Le développé couché aux haltères marque une étape importante de la séance. Vous approchez de la fin de votre entraînement complet. La progression suit un rythme soutenu et efficace.
– Exercice numéro 6 : Développé incliné à la barre
L'entraînement se poursuit avec un développé incliné à la barre exécuté de manière spécifique. Cette adaptation suit la même logique que pour le travail du dos. L'objectif consiste à recruter les triceps en même temps que les pectoraux.
Technique modifiée
Au lieu d'utiliser la largeur classique pour cibler le haut des pectoraux, resserrez légèrement les mains. Descendez la barre au milieu de la poitrine plutôt qu'en haut. Cette modification permet de contracter la partie claviculaire et les triceps simultanément.
Cette approche transforme l'exercice en mouvement complet et fonctionnel. Vous n'aurez pas besoin d'ajouter d'exercices d'isolation comme les triceps à la poulie. Ces ajouts représentent une perte de temps dans un programme full body. Ils ne s'avèrent pas forcément intéressants dans ce contexte.
Programmation optimisée
L'exercice comprend trois séries d'une douzaine de répétitions. Cette programmation suffit pour finaliser le travail des pectoraux. Les trois séries de 12 répétitions s'avèrent parfaites pour cet objectif.
La stimulation des triceps se ressent nettement avec cette technique. L'exercice devient réellement complet grâce à cette adaptation. Évitez absolument les exercices d'isolation dans une séance full body. Le temps disponible ne permet pas ces ajouts superflus.
– Exercice numéro 7 : Clean and press
Un dernier exercice pour les épaules complète cette séance : le clean and press. Les épaules ont déjà travaillé lors des exercices de dos et de pectoraux. Cet exercice supplémentaire apporte une stimulation plus ciblée et spécifique.
Exercice composé complet
Le clean and press constitue un exercice composé particulièrement intéressant. Il sollicite les épaules à la fois sur le tirage et sur le développé. Cette double sollicitation optimise le temps d'entraînement disponible.
L'exercice comprend quatre séries de 10 répétitions pour finaliser la séance. La transpiration importante témoigne de l'intensité de l'entraînement. Cette séance mérite d'être testée pour son efficacité remarquable.
– Conclusion de la séance
Cette séance s'avère particulièrement exigeante et intensive. L'aspect cardiovasculaire se ressent nettement tout au long de l'entraînement. Cette caractéristique la rend particulièrement intéressante pour une phase de sèche.
Récupération adaptée
Les temps de récupération courts restent volontairement courts pour maintenir l'intensité. Cette approche explique la difficulté à maintenir le rythme sur toute la séance. L'aspect intensif devient ainsi prédominant dans la programmation.

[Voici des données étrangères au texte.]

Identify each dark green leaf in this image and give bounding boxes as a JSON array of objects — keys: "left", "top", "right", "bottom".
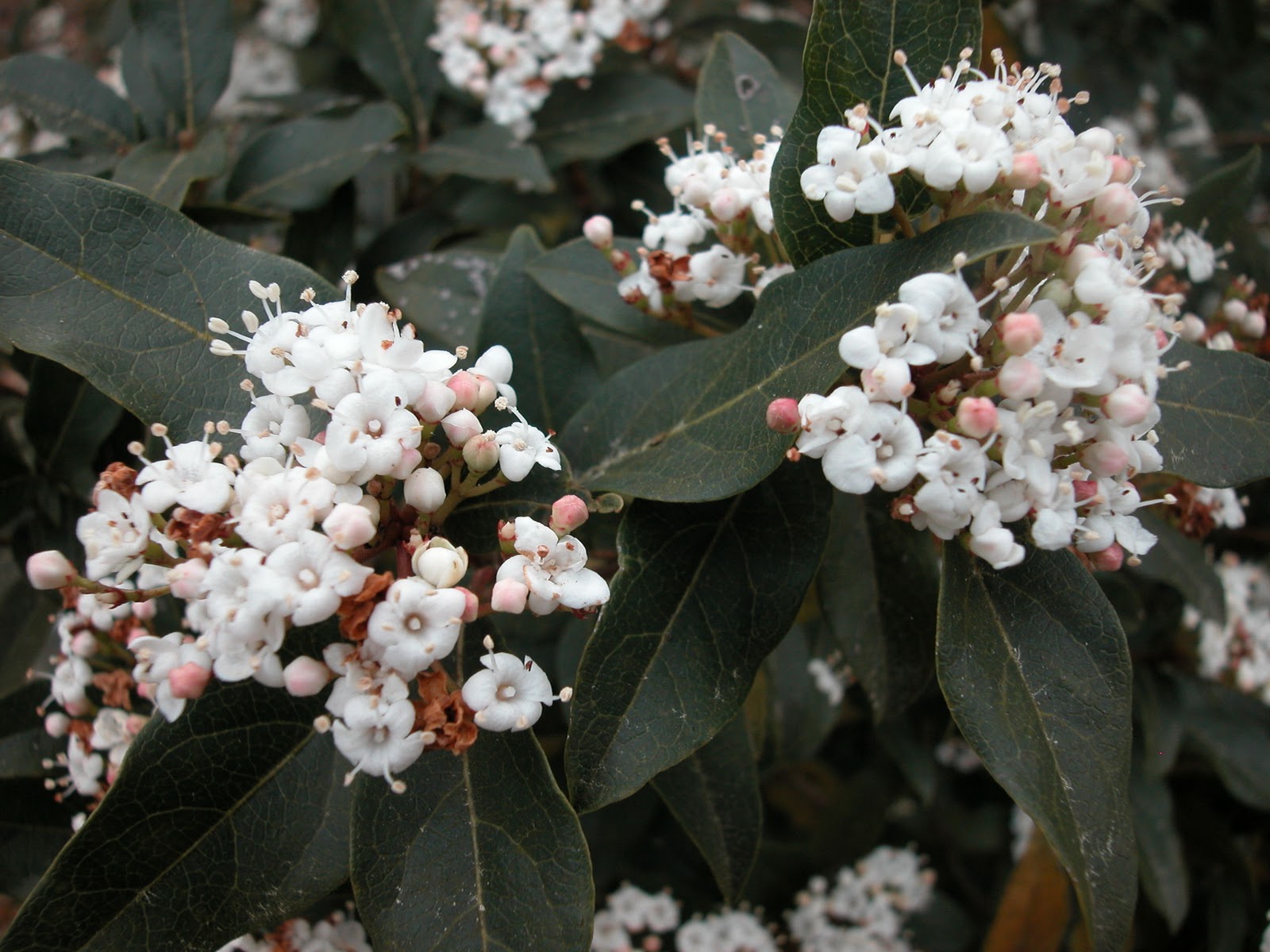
[
  {"left": 565, "top": 466, "right": 829, "bottom": 811},
  {"left": 1129, "top": 750, "right": 1190, "bottom": 931},
  {"left": 696, "top": 33, "right": 798, "bottom": 147},
  {"left": 525, "top": 237, "right": 692, "bottom": 344},
  {"left": 772, "top": 0, "right": 983, "bottom": 267},
  {"left": 229, "top": 103, "right": 406, "bottom": 211},
  {"left": 1173, "top": 677, "right": 1270, "bottom": 810},
  {"left": 121, "top": 0, "right": 233, "bottom": 138},
  {"left": 478, "top": 226, "right": 599, "bottom": 430},
  {"left": 0, "top": 53, "right": 137, "bottom": 150},
  {"left": 352, "top": 650, "right": 595, "bottom": 952},
  {"left": 817, "top": 491, "right": 938, "bottom": 721},
  {"left": 0, "top": 681, "right": 352, "bottom": 952},
  {"left": 415, "top": 122, "right": 554, "bottom": 192},
  {"left": 652, "top": 715, "right": 764, "bottom": 905},
  {"left": 533, "top": 70, "right": 692, "bottom": 167},
  {"left": 326, "top": 0, "right": 441, "bottom": 140},
  {"left": 0, "top": 163, "right": 337, "bottom": 440},
  {"left": 1156, "top": 340, "right": 1270, "bottom": 487},
  {"left": 1133, "top": 510, "right": 1226, "bottom": 622},
  {"left": 0, "top": 681, "right": 66, "bottom": 779},
  {"left": 561, "top": 213, "right": 1052, "bottom": 503},
  {"left": 112, "top": 129, "right": 229, "bottom": 208},
  {"left": 1168, "top": 146, "right": 1261, "bottom": 245},
  {"left": 936, "top": 542, "right": 1138, "bottom": 952}
]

Si vous êtes en phase de sèche, cette séance sera parfaitement adaptée à vos objectifs. Pour les débutants, elle s'avère encore plus bénéfique. Les débutants n'ont pas besoin de perdre du temps avec des exercices d'isolation répétitifs.
Conseils pour les débutants
Privilégiez les séances composées d'exercices polyarticulaires comme ceux présentés ici. Attachez-vous prioritairement à bien maîtriser la technique d'exécution. Cette approche garantit des progrès beaucoup plus rapides.
Ces programmes s'avèrent plus efficaces que ceux adaptés aux bodybuilders expérimentés. Les pratiquants avec dix ou douze années d'expérience nécessitent des approches différentes. Pour débuter, cette méthode reste la plus profitable.
N'hésitez pas à tester cette séance pour découvrir son efficacité. L'adaptation progressive vous permettra de profiter pleinement de ses bénéfices. La progression viendra naturellement avec la régularité et la technique.